How Risk Management Reporting Lines Impact its Efficacy
Although most risk executives report into the finance area, having them report elsewhere could be a more effective organizational alignment, according to the 2015 Excellence in Risk Management* survey.
The 2015 survey looked at how organizational alignment affects the execution of a risk management strategy. Among the findings, the survey showed 50% of respondents worked at companies where risk management departments reported into finance. However, those that reported elsewhere were generally better aligned with other strategic functions within their organizations — most notably in the areas of enterprise risk management (ERM), compliance, information technology (IT) risk management, privacy, and security.
Those that reported into finance also tended to expect less investment in risk management: 27% of the risk professionals reporting into the CFO or treasurer said they expect an increase in spending for training risk management staff, whereas 46% — nearly double — of those reporting elsewhere expect an increase.
Finance executives may benefit by giving these findings greater consideration. Does their primary focus on cost and finance limit the broader organizational value that risk management can provide? Do other functions (for example, legal) have more budgetary flexibility to invest in forward-thinking resources?
Finance executives should consider ways to facilitate greater collaboration among risk management and other departments across the enterprise to facilitate more strategic and comprehensive risk management.
SOLVING ALIGNMENT ISSUES
The survey looked at alignment across a number of areas in addition to reporting structure. And questions about alignment were also discussed in Excellence focus groups.
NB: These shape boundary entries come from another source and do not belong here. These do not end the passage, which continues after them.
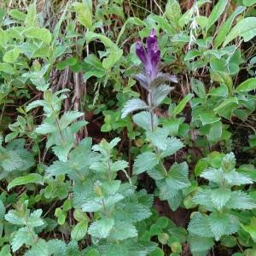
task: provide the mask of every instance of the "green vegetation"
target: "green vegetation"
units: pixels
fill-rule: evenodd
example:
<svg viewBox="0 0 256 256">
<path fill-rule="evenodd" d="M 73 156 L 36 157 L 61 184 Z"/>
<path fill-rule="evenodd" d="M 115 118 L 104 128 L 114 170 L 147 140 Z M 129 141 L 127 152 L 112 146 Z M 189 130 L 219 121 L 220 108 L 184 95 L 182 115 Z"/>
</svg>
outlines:
<svg viewBox="0 0 256 256">
<path fill-rule="evenodd" d="M 0 3 L 0 256 L 256 253 L 256 1 Z"/>
</svg>

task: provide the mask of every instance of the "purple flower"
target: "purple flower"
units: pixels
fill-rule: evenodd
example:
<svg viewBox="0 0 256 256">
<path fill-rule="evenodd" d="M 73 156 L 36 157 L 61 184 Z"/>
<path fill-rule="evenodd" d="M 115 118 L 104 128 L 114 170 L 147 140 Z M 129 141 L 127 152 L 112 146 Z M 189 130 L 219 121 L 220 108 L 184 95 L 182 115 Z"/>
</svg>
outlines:
<svg viewBox="0 0 256 256">
<path fill-rule="evenodd" d="M 136 44 L 136 54 L 142 61 L 149 82 L 153 81 L 158 73 L 158 64 L 160 59 L 160 51 L 158 47 L 155 30 L 152 29 L 146 39 L 147 46 L 141 42 Z"/>
</svg>

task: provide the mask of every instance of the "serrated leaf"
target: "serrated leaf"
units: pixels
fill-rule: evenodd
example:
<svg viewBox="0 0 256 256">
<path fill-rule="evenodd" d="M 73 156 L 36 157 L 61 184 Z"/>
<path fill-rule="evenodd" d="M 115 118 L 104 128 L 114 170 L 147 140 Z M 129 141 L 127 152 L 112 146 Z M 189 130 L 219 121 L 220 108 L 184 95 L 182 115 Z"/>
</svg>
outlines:
<svg viewBox="0 0 256 256">
<path fill-rule="evenodd" d="M 159 162 L 158 158 L 153 152 L 144 152 L 137 156 L 133 169 L 136 174 L 153 169 Z"/>
<path fill-rule="evenodd" d="M 90 225 L 88 229 L 88 234 L 98 238 L 107 238 L 113 225 L 113 218 L 103 218 L 101 220 L 96 220 Z"/>
<path fill-rule="evenodd" d="M 24 256 L 49 256 L 49 250 L 46 241 L 39 239 L 35 244 L 32 246 L 32 248 L 28 250 Z"/>
<path fill-rule="evenodd" d="M 256 3 L 256 0 L 243 0 L 242 3 L 244 6 L 249 7 Z"/>
<path fill-rule="evenodd" d="M 227 213 L 212 212 L 208 217 L 208 223 L 216 241 L 222 236 L 234 234 L 240 229 L 239 219 Z"/>
<path fill-rule="evenodd" d="M 166 157 L 175 154 L 177 151 L 183 148 L 183 143 L 176 137 L 168 137 L 166 139 L 166 149 L 160 153 L 161 157 Z"/>
<path fill-rule="evenodd" d="M 200 237 L 213 237 L 207 218 L 207 215 L 203 215 L 198 212 L 193 213 L 188 227 L 189 233 Z"/>
<path fill-rule="evenodd" d="M 36 3 L 30 4 L 27 8 L 27 14 L 26 15 L 25 25 L 26 27 L 33 26 L 37 19 L 37 7 Z"/>
<path fill-rule="evenodd" d="M 78 223 L 71 231 L 71 237 L 75 241 L 83 239 L 87 232 L 88 222 L 86 220 Z"/>
<path fill-rule="evenodd" d="M 120 241 L 137 236 L 135 226 L 125 222 L 116 223 L 111 230 L 111 238 Z"/>
<path fill-rule="evenodd" d="M 129 100 L 122 109 L 121 118 L 125 118 L 130 113 L 139 109 L 148 109 L 148 106 L 141 99 Z"/>
<path fill-rule="evenodd" d="M 215 207 L 220 211 L 231 197 L 230 189 L 216 189 L 211 191 L 211 199 Z"/>
<path fill-rule="evenodd" d="M 32 236 L 27 227 L 20 228 L 16 231 L 11 241 L 12 251 L 16 252 L 23 244 L 32 243 Z"/>
<path fill-rule="evenodd" d="M 182 13 L 178 1 L 168 0 L 166 6 L 165 15 L 171 21 L 172 24 L 175 24 L 178 26 L 178 20 L 180 19 Z"/>
<path fill-rule="evenodd" d="M 0 256 L 12 256 L 9 244 L 4 245 L 0 251 Z"/>
<path fill-rule="evenodd" d="M 15 186 L 25 185 L 27 183 L 38 183 L 43 185 L 44 177 L 38 173 L 30 173 L 23 177 L 18 177 L 9 183 L 7 189 L 9 190 Z"/>
<path fill-rule="evenodd" d="M 62 256 L 66 255 L 66 243 L 58 239 L 52 239 L 47 241 L 49 255 Z"/>
<path fill-rule="evenodd" d="M 204 256 L 207 254 L 207 251 L 214 245 L 214 241 L 210 237 L 201 237 L 193 236 L 189 237 L 190 250 L 195 255 Z"/>
<path fill-rule="evenodd" d="M 181 164 L 175 163 L 172 165 L 168 172 L 168 177 L 166 178 L 166 183 L 170 188 L 170 194 L 172 191 L 182 189 L 190 185 L 189 180 L 189 166 L 187 163 Z"/>
<path fill-rule="evenodd" d="M 250 91 L 256 89 L 256 79 L 249 79 L 240 84 L 236 91 Z"/>
<path fill-rule="evenodd" d="M 37 209 L 32 212 L 26 219 L 26 225 L 30 227 L 39 227 L 44 225 L 44 222 L 41 218 L 42 209 Z"/>
<path fill-rule="evenodd" d="M 225 207 L 236 210 L 252 210 L 256 208 L 256 202 L 245 192 L 232 191 L 231 197 Z"/>
<path fill-rule="evenodd" d="M 15 63 L 19 57 L 20 53 L 20 49 L 19 48 L 15 48 L 14 49 L 10 49 L 7 51 L 3 56 L 3 60 L 8 63 Z"/>
<path fill-rule="evenodd" d="M 241 12 L 245 10 L 245 7 L 238 6 L 228 20 L 219 27 L 217 37 L 214 40 L 214 46 L 218 48 L 225 39 L 231 26 L 234 21 L 234 19 L 239 15 Z"/>
<path fill-rule="evenodd" d="M 122 171 L 127 167 L 128 167 L 128 163 L 125 160 L 118 160 L 110 164 L 110 170 L 112 172 Z"/>
</svg>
The following table outlines some of the alignment issues raised by focus group participants.
|A metropolitan port authority||Priorities competing among business units||Worked with senior leadership to educate board and find alignment on organizational risk priorities|
|Health care company||Strategic risk not well integrated into the organization’s larger strategic business planning process||Gained a seat on the organization’s strategy development committee to help align risk management to business strategy|
|School district||Lack of consistency in the way risk were treated among the district’s schools was hurting its bottom line||Changed the culture at the operational level to align individual schools to overall policies|
|Auto industry manufacturer||Enterprise risk management program iterations were not working as desired||Continuously improved the ERM process to help foster buy-in and alignment|
|Financial services provider||Supplier risk management not optimized at operational level||Moved reporting to CRO to help better align risk management across the organization|
Clearly, how your risk management function is aligned within your organization can affect its efficacy. Rethinking reporting structures for risk management should be considered as a way to create a more risk-focused organization.